寝たきり老人の財産が詐欺師に奪われても、子供が飲酒運転でひき逃げされても、違法企業が搾取を行っても、「気にするな」と言っているのと同じですからね。

そう簡単に言えるのは、その先に起こることや背景で起こっていることに対して、想像が及んでいないだけです。

 

他者の人権を尊重しない人の人権を尊重する理由もありませんし。

 

浮気を親告罪として刑事罰化することは十分に可能だと思います。

性質的には「姦通罪」ということになると思いますが、夫も処罰対象に含める必要がありますし、内縁関係その他への適応も考えると、過去にあった姦通罪とは異なる規定を作るべきです。

 

今でも既婚者の浮気は認められていませんので、「姦通罪」を法律に加えること自体は何ら問題ないと思います。

 

日本においては1880年7月17日に布告された旧刑法明治13年太政官布告第36号。1882年1月1日施行)353条に規定され、1907年4月24日公布された刑法(明治40年法律第45号。1908年10月1日施行)183条に引き継がれたが、現在では廃止されている。
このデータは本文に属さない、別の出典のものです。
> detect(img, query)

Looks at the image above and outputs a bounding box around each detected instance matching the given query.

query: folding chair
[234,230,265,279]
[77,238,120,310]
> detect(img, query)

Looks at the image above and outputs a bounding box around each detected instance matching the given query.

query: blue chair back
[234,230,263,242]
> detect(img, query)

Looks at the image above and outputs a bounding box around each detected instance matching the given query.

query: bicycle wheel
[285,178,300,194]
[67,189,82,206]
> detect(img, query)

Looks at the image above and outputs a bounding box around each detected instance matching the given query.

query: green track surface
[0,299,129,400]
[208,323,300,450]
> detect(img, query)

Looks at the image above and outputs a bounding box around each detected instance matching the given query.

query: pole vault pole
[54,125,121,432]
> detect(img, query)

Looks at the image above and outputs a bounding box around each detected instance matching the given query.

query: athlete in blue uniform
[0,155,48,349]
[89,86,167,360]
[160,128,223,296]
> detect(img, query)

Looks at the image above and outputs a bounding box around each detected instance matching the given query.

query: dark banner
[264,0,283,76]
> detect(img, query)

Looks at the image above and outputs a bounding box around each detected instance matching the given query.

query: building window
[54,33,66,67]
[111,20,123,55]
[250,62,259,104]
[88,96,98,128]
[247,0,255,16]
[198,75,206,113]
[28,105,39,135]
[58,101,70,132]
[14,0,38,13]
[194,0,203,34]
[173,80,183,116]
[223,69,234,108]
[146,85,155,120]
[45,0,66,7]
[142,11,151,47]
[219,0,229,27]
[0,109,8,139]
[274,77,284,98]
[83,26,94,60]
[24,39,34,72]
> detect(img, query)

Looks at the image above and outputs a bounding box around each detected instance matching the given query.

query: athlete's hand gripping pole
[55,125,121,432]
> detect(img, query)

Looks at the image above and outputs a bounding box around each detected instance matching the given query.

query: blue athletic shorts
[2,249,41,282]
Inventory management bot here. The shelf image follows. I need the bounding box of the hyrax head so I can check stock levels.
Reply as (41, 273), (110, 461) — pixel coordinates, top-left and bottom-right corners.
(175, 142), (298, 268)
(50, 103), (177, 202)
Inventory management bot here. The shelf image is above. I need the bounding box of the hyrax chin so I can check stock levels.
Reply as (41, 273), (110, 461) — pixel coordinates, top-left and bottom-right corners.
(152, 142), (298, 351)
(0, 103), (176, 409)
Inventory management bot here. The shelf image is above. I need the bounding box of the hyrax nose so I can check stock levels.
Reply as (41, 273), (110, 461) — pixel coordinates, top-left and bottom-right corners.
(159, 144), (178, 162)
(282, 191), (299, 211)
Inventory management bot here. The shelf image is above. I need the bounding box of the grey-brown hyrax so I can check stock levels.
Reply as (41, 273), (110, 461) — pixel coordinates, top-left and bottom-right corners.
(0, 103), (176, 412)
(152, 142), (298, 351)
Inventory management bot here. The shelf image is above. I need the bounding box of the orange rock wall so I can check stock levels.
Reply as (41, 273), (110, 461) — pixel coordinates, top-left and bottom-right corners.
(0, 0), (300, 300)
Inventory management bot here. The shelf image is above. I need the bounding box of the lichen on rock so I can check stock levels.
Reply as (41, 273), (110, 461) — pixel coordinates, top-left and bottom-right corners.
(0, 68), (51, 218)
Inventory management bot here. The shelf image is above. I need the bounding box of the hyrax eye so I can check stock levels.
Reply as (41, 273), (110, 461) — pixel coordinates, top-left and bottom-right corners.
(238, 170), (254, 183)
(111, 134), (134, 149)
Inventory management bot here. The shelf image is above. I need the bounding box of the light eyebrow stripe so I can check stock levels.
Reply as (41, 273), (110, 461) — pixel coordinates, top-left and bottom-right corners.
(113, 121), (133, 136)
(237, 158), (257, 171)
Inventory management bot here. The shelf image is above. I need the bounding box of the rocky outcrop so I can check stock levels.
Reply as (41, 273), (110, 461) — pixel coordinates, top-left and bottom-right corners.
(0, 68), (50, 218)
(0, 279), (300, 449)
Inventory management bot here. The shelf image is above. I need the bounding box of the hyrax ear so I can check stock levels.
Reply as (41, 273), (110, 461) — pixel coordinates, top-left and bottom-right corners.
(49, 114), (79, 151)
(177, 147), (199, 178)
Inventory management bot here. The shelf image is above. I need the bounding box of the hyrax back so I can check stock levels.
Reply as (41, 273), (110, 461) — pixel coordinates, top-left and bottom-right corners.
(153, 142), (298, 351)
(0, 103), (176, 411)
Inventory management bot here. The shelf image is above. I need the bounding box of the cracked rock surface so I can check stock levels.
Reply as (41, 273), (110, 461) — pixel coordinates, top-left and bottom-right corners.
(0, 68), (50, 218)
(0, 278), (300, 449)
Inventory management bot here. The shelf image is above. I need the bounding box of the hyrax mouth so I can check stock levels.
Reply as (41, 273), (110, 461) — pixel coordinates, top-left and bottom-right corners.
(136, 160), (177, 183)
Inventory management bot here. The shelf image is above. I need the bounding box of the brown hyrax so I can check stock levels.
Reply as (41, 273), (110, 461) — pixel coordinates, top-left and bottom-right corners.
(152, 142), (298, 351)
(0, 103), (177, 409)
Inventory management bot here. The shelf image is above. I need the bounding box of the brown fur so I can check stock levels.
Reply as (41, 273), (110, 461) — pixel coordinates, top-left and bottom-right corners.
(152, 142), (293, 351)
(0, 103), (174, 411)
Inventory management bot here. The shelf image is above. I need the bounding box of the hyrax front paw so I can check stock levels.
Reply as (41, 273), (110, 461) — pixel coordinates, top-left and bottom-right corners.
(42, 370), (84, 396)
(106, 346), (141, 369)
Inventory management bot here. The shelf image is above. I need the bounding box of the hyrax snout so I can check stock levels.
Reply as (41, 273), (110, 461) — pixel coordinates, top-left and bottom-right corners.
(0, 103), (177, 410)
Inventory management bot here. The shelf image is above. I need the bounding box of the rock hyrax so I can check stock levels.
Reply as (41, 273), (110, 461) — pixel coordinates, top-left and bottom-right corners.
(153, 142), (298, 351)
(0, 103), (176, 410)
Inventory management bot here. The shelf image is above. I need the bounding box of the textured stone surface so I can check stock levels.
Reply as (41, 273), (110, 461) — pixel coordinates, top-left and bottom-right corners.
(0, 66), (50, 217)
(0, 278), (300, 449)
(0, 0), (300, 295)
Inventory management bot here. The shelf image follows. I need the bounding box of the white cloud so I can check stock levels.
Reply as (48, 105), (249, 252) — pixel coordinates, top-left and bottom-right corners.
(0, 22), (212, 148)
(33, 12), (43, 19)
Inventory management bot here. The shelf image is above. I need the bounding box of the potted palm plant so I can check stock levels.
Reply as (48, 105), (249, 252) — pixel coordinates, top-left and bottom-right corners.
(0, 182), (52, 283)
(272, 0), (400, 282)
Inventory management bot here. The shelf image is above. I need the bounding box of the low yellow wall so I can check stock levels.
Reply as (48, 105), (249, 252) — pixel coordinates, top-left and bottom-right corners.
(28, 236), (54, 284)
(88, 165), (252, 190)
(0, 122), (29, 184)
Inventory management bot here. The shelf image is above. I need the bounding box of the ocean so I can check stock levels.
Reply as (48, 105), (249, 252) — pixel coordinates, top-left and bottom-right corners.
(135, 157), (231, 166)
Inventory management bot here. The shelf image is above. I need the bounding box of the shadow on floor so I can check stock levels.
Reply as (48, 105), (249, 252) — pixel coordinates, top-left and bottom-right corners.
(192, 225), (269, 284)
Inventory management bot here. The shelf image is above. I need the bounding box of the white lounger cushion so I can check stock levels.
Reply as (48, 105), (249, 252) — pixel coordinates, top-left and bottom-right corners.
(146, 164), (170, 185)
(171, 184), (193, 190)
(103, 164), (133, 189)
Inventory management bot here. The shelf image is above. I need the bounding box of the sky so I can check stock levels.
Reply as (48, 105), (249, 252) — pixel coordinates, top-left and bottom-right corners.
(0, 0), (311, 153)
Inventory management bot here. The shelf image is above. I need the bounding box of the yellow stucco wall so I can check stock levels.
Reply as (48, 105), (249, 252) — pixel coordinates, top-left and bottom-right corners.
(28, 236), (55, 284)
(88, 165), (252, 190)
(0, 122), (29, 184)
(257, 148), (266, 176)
姦通罪は必要的共犯として、夫のある妻と、その姦通の相手方である男性の双方に成立する。夫を告訴権者とする親告罪とされた。また、告訴権者である夫が姦通を容認していた場合には、告訴は無効とされ罰せられないものとされた。夫が告訴するには、姦婦との婚姻を解消し、または離婚の訴を提起した後でなければならない。再婚または離婚の訴の取下は告訴の取消と見なされる。内縁の夫のある婦女が他の男子と私通しても姦通罪は成立しない。正妻のある男が他の婦女と私通しても姦通罪は成立しない。